Poster: Cell Cycle & Cytokinesis
Abs #
1087: Functional analysis of cyclin D3 from Nicotiana tabacum
In eukaryotes, progression of the cell division requires the coordinated activation of cyclin-dependent kinases (CDKs). The retinoblastoma (Rb) protein operates as a negative regulator of cell proliferation in mammalian cells. It binds to the E2F family of transcription factors, and the resulting Rb-E2F complex blocks the transcription of E2F-regulated genes.
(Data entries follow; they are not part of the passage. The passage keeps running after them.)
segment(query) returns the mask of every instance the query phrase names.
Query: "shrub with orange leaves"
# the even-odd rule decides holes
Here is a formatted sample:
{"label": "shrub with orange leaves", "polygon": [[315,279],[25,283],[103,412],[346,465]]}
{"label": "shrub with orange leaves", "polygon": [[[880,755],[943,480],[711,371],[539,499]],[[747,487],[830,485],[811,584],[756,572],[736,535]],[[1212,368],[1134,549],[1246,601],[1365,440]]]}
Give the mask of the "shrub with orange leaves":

In response to growth-promoting signals during G1 phase, cyclin D is synthesized to form active complexes with CDK4/6 that phosphorylate Rb, thereby alleviating its repressor function on E2F-controlled gene transcription, and stimulating entry into S phase. Therefore, the Rb pathway plays a pivotal role to control the passage through G1 to S phase. The existence of the key components in plants suggests that the Rb pathway acts a similar role in regulating plant cell cycle. We have isolated two tobacco cyclin (CycD3) genes (NtcycD3-2a, NtcycD3-2b) whose transcripts accumulated in G2-M phase. GST pull-down experiments reveal that both of tobacco CycD3 can bind to CDKA as well as CDKB. By contrast, Arabidopsis CycD3;1 can bind to CDKA but not to CDKB. CDKB represents a plant-specific CDKs involved in the control of G2/M progression, suggesting that tobacco CycD3 may function as a regulatory partner of CDKB in G2/M progression. Using a baculovirus expression system, both CycD3/CDKA and CycD3/CDKB complexes exhibit kinase activity against histone H1 in vitro. In addition, we have prepared the immunoprecipitates from the synchronized tobacco BY-2 cells and these were used for kinase assay on histone H1 and tobacco Rb. This showed that kinase activity of CycD3/CDK complexes exhibited two peaks in late G1/S phase and in G2 phase, suggesting that tobacco CycD3 potentially regulates both G1/S and G2/M progression.